Genauso vehement attackieren Finanzlobbyisten die sogenannte Volcker-Rule, die nach dem früheren Chef der US-Notenbank Fed, Paul Volcker, benannt ist. Diese Regel soll den Banken den Eigenhandel untersagen, so dass sie nicht mehr auf eigene Rechnung, sondern nur noch im Auftrag von Kunden spekulieren dürfen. Aber diese Unterscheidung klingt klarer, als sie in Wirklichkeit ist. Der erste Entwurf der Regel besteht aus 298 Seiten mit 383 Fragen, die die Branche in 1 420 Unterpunkten beantworten soll. Da werden die Lobbyisten noch jahrelang Gelegenheit haben, ein wirksames Verbot des Eigenhandels zu verhindern.

2010 wurden in Washington 2 533 Lobbyisten von Banken und Versicherungen gezählt, die sich täglich mühen, regulatorische Unbill von der Branche abzuwenden. Auf jedes einzelne Kongressmitglied kamen also gleich fünf Repräsentanten der Finanzbranche. Von 1998 bis 2010 haben die Finanzinstitute mindestens 4,4 Milliarden Dollar für die gezielte Einflussnahme in Washington ausgegeben, wie das unabhängige Forschungsinstitut Center for Responsive Politics ermittelt hat. Dagegen haben Gewerkschaften und Verbraucherschutzorganisationen keine Chance: Gemeinsam kommen sie noch nicht einmal auf 10 Millionen im Jahr, die sie fürs Lobbying ausgeben. Und dieses Geld muss für so unterschiedliche Themen wie Arbeitnehmerrechte, Umweltstandards und Derivatehandel reichen. „Wir können mit den Banken schlicht nicht konkurrieren“, fasst Bankexpertin Heather Slavkin vom Gewerkschaftsbund AFL-CIO zusammen, die dort allein die Lobbyarbeit zur Finanzreform stemmen muss.

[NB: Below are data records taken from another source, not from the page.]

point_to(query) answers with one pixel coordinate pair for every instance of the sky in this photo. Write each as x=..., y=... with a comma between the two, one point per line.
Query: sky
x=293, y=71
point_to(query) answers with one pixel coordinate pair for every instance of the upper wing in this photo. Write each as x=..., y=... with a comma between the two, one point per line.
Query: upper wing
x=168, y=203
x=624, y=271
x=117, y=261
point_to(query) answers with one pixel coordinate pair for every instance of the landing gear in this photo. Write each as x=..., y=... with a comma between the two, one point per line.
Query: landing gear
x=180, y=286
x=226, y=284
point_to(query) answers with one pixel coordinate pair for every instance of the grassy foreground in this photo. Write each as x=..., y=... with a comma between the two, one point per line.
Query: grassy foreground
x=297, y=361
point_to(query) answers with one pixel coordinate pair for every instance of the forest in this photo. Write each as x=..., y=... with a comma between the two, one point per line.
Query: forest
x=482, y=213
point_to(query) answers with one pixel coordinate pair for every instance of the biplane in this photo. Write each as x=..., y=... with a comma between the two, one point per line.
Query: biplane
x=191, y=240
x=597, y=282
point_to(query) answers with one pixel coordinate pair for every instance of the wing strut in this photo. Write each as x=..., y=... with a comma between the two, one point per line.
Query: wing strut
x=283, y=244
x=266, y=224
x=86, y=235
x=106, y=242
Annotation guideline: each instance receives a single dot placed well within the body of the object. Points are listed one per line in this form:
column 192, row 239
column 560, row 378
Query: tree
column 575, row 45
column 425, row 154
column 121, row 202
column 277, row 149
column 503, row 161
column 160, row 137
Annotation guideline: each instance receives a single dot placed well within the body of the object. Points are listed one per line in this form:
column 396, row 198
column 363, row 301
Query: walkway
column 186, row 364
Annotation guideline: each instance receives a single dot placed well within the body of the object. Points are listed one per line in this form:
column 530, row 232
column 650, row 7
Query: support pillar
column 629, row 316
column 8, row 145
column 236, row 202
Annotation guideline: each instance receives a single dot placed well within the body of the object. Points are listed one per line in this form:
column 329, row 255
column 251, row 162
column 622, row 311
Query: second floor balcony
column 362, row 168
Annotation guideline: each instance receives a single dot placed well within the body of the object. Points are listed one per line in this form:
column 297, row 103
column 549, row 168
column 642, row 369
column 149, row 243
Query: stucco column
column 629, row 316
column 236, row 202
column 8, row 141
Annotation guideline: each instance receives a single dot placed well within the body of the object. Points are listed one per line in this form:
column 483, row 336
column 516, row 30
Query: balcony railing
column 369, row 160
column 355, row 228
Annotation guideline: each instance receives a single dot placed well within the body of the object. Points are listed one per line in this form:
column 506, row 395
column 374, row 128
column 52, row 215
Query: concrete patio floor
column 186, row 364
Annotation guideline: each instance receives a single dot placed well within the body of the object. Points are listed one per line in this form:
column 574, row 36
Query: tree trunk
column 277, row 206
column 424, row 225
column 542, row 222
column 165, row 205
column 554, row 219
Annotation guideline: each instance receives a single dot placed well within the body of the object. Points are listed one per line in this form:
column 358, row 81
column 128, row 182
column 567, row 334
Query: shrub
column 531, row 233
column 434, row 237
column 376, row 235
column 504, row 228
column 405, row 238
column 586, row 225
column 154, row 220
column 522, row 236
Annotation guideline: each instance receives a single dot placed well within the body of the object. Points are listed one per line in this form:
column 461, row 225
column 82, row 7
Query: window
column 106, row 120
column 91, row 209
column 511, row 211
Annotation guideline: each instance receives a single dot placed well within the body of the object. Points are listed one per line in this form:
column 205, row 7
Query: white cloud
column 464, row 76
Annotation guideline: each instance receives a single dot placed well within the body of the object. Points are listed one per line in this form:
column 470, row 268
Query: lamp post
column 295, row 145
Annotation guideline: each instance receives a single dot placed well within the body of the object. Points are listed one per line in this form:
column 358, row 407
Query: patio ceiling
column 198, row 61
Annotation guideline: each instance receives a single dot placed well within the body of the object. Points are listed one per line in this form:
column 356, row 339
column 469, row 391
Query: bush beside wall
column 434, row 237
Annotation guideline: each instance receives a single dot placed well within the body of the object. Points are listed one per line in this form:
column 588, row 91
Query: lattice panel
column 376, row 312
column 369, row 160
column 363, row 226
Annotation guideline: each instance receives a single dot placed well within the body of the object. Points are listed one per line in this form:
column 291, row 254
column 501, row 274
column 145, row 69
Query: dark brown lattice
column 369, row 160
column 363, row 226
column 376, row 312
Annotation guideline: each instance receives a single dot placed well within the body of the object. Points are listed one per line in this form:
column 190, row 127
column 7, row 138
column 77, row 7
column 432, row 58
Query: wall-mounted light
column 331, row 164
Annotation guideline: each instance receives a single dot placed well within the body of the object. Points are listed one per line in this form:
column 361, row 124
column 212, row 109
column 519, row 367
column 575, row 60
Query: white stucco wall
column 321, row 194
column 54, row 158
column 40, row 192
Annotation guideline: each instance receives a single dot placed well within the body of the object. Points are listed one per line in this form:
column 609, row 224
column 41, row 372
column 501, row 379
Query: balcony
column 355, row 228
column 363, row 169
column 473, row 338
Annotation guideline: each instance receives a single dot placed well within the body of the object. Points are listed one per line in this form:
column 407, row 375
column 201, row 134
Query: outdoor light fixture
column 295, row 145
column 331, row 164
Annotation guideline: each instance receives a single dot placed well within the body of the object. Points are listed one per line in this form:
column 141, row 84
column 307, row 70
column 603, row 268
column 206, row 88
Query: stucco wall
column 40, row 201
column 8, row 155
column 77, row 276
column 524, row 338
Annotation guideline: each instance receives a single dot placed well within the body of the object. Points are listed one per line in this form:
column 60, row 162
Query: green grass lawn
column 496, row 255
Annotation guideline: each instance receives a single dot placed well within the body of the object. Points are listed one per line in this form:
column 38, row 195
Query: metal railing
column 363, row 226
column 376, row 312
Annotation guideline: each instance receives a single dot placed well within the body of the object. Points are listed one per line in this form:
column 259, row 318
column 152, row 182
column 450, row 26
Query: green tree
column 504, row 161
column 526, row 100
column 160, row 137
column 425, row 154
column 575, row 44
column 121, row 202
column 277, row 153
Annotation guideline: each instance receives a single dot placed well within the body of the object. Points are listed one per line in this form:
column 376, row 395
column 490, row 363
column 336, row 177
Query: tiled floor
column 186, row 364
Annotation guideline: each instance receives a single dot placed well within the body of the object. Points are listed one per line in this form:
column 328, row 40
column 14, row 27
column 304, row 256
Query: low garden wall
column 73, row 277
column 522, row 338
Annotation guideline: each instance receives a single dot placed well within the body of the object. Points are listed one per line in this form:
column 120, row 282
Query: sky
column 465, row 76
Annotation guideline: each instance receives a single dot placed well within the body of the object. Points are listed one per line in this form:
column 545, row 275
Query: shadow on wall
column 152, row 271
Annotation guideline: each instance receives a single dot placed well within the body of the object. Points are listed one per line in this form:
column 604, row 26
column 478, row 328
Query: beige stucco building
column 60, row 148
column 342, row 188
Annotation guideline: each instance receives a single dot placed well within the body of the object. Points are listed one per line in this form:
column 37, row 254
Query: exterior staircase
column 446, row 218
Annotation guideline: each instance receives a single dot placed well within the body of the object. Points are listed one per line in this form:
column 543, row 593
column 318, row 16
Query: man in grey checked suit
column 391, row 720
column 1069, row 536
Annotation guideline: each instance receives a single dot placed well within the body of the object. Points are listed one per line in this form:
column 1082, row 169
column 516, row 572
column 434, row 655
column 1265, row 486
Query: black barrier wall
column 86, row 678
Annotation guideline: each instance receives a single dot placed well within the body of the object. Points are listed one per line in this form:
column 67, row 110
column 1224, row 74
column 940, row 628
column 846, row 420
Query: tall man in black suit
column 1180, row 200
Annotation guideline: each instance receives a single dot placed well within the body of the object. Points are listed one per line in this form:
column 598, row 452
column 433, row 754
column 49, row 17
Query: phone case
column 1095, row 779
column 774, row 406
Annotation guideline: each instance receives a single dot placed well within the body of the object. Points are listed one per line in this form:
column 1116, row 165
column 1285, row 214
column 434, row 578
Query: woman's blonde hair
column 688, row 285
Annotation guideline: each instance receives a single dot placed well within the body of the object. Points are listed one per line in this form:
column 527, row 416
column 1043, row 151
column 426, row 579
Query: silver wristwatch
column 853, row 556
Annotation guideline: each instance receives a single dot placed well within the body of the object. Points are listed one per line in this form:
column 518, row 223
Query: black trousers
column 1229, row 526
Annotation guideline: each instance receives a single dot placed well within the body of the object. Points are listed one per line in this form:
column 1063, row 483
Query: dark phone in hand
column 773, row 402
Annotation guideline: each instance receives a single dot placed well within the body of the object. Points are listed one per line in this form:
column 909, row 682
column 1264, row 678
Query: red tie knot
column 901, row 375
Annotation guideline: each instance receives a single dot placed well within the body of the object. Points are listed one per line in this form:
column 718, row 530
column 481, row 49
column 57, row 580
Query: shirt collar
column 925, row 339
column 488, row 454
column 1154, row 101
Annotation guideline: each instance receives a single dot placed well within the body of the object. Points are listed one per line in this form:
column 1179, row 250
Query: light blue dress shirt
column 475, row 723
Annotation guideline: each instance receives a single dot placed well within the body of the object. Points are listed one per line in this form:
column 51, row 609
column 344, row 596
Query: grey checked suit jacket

Weitere 2 Milliarden Dollar investierte die Finanzbranche zwischen 1990 und 2010 in diverse Wahlkämpfe. So hat allein der Demokrat Christopher Dodd 15 Millionen Dollar Spenden von Finanzinstituten erhalten. Pikant daran: Dodd war im US-Senat der Verhandlungsführer bei der Ausarbeitung der Finanzreform. Sein Gegenpart im Repräsentantenhaus war Barney Frank – weswegen das im Juli 2010 verabschiedete Gesetz offiziell „Dodd-Frank Act“ heißt. Frank bekam rund 4 Millionen Dollar von den Banken, versicherte aber kürzlich bei einem Fundraising-Dinner an der Wall Street, er sei „nicht käuflich“.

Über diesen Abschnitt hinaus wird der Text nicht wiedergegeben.